I don't know about scope of practice questions, I would imagine you'll get scenario questions that are a bit ambiguous to see how you operate in those conditions.  Certainly ask questions about the facility and any long term plans of the hospital and then respond with how you fit into and can benefit the hospital in their goals.  Keep your questions focused on the position that you are applying for and responses towards how you fulfill that role.  

You'll do great!


----------



## EMS_Monkey (Jun 21, 2011)

Really appreciate all the great advice.
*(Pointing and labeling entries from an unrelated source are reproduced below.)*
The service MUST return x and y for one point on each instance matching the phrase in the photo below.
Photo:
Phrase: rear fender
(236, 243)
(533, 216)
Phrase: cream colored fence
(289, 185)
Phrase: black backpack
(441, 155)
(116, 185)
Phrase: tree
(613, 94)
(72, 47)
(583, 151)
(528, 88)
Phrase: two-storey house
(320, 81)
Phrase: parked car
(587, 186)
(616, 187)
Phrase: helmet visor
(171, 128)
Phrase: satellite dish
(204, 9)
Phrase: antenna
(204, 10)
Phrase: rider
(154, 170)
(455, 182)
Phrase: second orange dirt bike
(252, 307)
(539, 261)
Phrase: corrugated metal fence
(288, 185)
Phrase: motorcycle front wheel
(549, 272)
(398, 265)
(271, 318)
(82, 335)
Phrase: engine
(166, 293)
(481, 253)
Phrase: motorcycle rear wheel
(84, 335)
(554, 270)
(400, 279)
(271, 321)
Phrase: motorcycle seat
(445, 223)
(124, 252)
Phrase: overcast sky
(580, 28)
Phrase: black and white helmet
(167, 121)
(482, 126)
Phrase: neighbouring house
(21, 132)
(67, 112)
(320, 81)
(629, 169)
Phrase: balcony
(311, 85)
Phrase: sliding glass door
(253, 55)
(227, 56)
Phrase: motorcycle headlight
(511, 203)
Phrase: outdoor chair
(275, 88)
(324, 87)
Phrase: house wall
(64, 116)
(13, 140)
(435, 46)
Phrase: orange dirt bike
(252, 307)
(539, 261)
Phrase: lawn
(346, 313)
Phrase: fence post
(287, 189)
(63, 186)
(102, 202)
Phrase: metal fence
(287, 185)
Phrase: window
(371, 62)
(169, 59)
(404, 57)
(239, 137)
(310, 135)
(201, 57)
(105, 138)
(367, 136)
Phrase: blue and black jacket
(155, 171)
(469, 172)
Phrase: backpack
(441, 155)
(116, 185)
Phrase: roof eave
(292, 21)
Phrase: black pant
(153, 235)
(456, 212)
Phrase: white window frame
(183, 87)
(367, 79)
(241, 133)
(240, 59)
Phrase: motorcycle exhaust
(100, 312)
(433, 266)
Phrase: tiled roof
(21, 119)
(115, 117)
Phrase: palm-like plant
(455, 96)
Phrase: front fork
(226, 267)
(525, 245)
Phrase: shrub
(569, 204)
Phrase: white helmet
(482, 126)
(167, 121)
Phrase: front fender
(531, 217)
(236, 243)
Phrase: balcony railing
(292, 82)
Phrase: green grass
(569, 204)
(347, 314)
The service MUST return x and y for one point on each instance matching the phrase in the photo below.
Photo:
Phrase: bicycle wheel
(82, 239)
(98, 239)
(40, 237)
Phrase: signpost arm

Im going to try and get a good nights sleep. Still pretty nervous but ill just have to get over that.

Again thanks for the help and ill keep you updated to how it goes.

Monkey


----------



## EMS_Monkey (Jun 21, 2011)

I feel that the interview this morning went well. I really tried to show that I am hardworking, dedicated to the medical field, and have a drive to meet and exceed all their expectations as well as the expectations I have for myself. 
At the end of the interview he outlined what he was looking for in a candidate and I feel that everything I had shown previously matched up with what he was looking for. 
So im keeping my fingers crossed. I will have my answer by the end of the week as to if I got the position or not. Even if I dont get the spot I can really grow from what ive learned at this interview.


----------



## firetender (Jun 21, 2011)

I hope you remembered to breathe!


----------



## EMS_Monkey (Jun 21, 2011)

I did! It was a very nice interview and I was made very comfortable by the interviewer. I have written PROOF read and sent my thank you letter. Now it's a waiting game. Keeping my fingers crossed that I'm what they are looking for.


----------



## nwhitney (Jun 21, 2011)

EMS_Monkey said:


> I feel that the interview this morning went well. I really tried to show that I am hardworking, dedicated to the medical field, and have a drive to meet and exceed all their expectations as well as the expectations I have for myself.
> At the end of the interview he outlined what he was looking for in a candidate and I feel that everything I had shown previously matched up with what he was looking for.
> So im keeping my fingers crossed. I will have my answer by the end of the week as to if I got the position or not. Even if I dont get the spot I can really grow from what ive learned at this interview.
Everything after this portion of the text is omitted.